O francês parisiense.
zé geraldo
Eu fazia mestrado em processo civil na PUC de São Paulo e um certo professor cujo nome não revelo para evitar problemas com a lei trouxe para palestrar na USP um professor francês que era uma espécie de Gisele Bündchen da época, só que um pouco mais de bunda. Metido, o professor foi logo avisando:
― Muito que bem! Suponho que todos os senhores doutores falem e escrevam fluentemente francês. Nosso convidado é parisiense, portanto fala um francês de grande erudição e absoluta inteligibilidade. Não haverá tradução.
Ui! Até hoje eu gostaria muito de saber o que foi que esse sujeito falou naquelas duas horas e quarenta de um sábado calorento nas Arcadas da famosíssima Faculdade de Direito do Largo de São Francisco. Na minha frente, tinha uma judia magricela que parece ter entendido absolutamente tudo o que o gringo falava. Assentia com a cabeça, parava, fazia anotações. Eu, ali, logo na primeira fila, sem entender uma vírgula de francês, arrependidíssimo de ter chegado cedo demais e de ter sido posto exatamente na bendita primeira fila porque o bedel disse que a preleção seria concorridíssima, segui o exemplo da magrela. Quando o professor dava uma ênfase na fala, eu assentia exageradamente com a cabeça, como se tivesse entendido tudo, e concordado com absolutamente quase tudo. Me virava de lado, na direção da magricela, fitava a judia nos olhos, com ares de “viu só, que profundidade?”.Ela concordava comigo, assentindo também com a cabeça e sorrindo discretamente, como quem diz, “Não falei?”. Uma completa interação mímica. Pasmem, senhores!: em “francês parisiense!”. Vendo aquela perfeita simbiose nossa, o professor se entusiasmava, levantava a voz, parava, tomava água, enxugava a testa, afrouxava uma gravata esquisitésima que não tinha nada a ver com um paletó todo amarrotado e fora de moda. Teve uma hora em que ele desplugou o microfone e ficou em pé.Foi a glória!Aí mesmo é que eu não entendi absolutamente nada! A judia magricela, não! Quase teve um orgasmo. Pensando melhor, teve! Ao final, encheu o sujeito de perguntas. Tudo em francês! Eu saí de fininho, em claro sinal de desaprovação do teor da palestra e do conteúdo das impressões pessoais do Ilustre Professor. Na saída, um sujeito gordinho, de gravatinha borboleta, terno risca-de-gis preto de tecido irlandês, suponho, pela finura da aparência e pela elegância do talho, e que eu nunca tinha visto na vida, aparteou-me educadamente, puxando prosa:
― Data venia, o nobre colega não vai ficar para o debate?
Eu, que naquela época atendia ao balcão da 1ª Junta de Conciliação e Julgamento de São Paulo e não tinha grana nem pra comer, respondi-lhe, polidamente, como mandava a etiqueta en France:
― Não, colega, data venia, infelizmente não posso.

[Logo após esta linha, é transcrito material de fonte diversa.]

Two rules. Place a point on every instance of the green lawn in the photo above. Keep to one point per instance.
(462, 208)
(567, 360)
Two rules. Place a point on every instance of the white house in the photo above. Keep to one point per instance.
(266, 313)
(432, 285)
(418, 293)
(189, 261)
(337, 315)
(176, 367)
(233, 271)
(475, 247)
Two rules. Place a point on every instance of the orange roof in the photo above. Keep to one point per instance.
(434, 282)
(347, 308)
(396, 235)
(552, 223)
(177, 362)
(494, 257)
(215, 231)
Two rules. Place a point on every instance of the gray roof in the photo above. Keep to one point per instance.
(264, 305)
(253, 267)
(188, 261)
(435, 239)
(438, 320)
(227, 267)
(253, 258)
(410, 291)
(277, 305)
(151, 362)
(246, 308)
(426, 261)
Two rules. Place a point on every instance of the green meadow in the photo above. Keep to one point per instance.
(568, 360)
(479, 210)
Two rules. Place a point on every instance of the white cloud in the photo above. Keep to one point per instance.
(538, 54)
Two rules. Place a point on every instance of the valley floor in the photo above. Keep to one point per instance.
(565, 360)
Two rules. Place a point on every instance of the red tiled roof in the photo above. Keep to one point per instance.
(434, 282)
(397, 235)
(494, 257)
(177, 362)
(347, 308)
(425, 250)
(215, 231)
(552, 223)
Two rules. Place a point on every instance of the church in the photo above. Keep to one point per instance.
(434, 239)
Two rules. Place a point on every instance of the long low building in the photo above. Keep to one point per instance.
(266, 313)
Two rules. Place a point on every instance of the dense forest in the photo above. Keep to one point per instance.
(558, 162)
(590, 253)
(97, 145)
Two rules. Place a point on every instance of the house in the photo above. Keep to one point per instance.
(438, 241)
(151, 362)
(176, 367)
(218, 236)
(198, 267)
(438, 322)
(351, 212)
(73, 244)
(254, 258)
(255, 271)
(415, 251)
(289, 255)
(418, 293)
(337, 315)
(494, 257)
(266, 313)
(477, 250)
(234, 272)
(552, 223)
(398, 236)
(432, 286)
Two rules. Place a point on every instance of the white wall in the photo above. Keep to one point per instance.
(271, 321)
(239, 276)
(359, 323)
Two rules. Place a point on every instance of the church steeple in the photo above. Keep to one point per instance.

Um desastre completo! Tomo o voo das 19 horas para o Rio, onde tenho uma reunião importante com um cliente exportador de componentes eletrônicos e não posso me atrasar. Qualquer coisa, depois pego anotações com os colegas. Mas, a propósito, se o nobre colega me permite uma inconfidência, tenho de admitir: não concordo com algumas ideias do professor, que já conhecia de um seminário na Universidade de Lion, especialmente quando ele se refere à dinâmica do direito ou à sua dessincronia em face da estigmatização da cultura, mas que os seus argumentos são, na maioria, absolutamente irrespondíveis, ah!, isso o são.
Eu nem sabia se existia esse negócio de "dinâmica do direito", "dessincronia ou estigmatização da cultura". Pra ser sincero, nem sei se o tal professor falou algo parecido. Eu não entendo merda nenhuma de francês! Ouvi um som lá, parecido com dinamique e estigmatización e “je sui”, mas bem podia ser que o sujeito estivesse se referindo a dinamite, fornicação e caqui, ou tenha tido a indelicadeza de revelar que era uma tal de “Dominique Mignon que eu comi”. Sei lá! Falei só pra tirar onda. O cara também não deixou por menos:
― E-xac-te-ment!, caprichou no francês, assim, “parisiense”, pausado em cada letra. Acho que era a única palavra que aquele bosta conhecia do idioma. Respirou fundo e arrematou:
― Concordo inteiramente com o nobre colega!
Ô, raça! Só matando! Depois dessa palestra, perdi o gosto pelos franceses e pelo francês.Especialmente o parisiense.E também abandonei o mestrado na PUC, mas aí já foi por falta de grana.“D’argent”, se é que me entendem...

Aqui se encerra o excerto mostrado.